As a new vessel grows, it is perfused by blood and the surrounding tissue is oxygenated. This reduces levels of VEGFA where new vessels have been established. High levels of VEGFA persist ahead of the vessel, creating a VEGFA gradient. The leading endothelial cells, known as tip cells, grow in the direction of the gradient.
Dr. Gerhardt's research also suggests that VEGFA directs the trailing endothelial cells, or stalk cells, but in a different manner - it stimulates them to divide. Consequently, the shape of the gradient balances the tip-cell and stalk-cell response, and thereby defines the direction and diameter of the newly formed sprout.
Recently scientists at the University of California, Los Angeles, led by Luisa Iruela-Arispe, published a study in the Journal of Cell Biology (May 2005 23;169(4):681-691) suggesting that proteases cleave VEGF, which disrupts gradient formation.
Work by Dr. Gerhardt confirms this finding. In mouse retinas, localized ischemia triggers protease activity. This appears to disperse the growth factor and disrupt the gradient. Preliminary data suggest that inhibiting protease activity restores guided neovascularization. Research to confirm these findings is ongoing.
In the future, compounds designed to block the relevant proteases might treat various diseases and also aid therapies in which angiogenesis is involved.

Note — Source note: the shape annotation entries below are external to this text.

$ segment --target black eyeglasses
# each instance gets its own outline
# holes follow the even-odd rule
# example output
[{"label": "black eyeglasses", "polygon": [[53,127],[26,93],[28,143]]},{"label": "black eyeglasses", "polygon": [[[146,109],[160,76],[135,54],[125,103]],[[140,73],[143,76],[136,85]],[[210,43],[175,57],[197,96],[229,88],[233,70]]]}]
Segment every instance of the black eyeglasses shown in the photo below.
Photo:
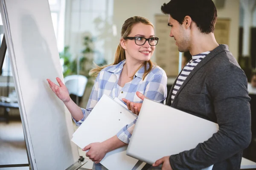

Diabetics, for example, are at high risk of retinopathy. After a phase of ischemia, new blood vessels grow in an attempt to replace lost or leaky vessels in the retina. Often, however, newly formed vessels fail to reestablish a functional network and can grow in the wrong places such as the vitreous of the eye. This can cause bleeding, fibrosis and retinal detachment.
Paradoxically, improving the quality of blood vessels that feed tumors may also be beneficial, says Dr. Gerhardt. High-quality vessels may provide a better conduit to deliver drugs directly into tumors.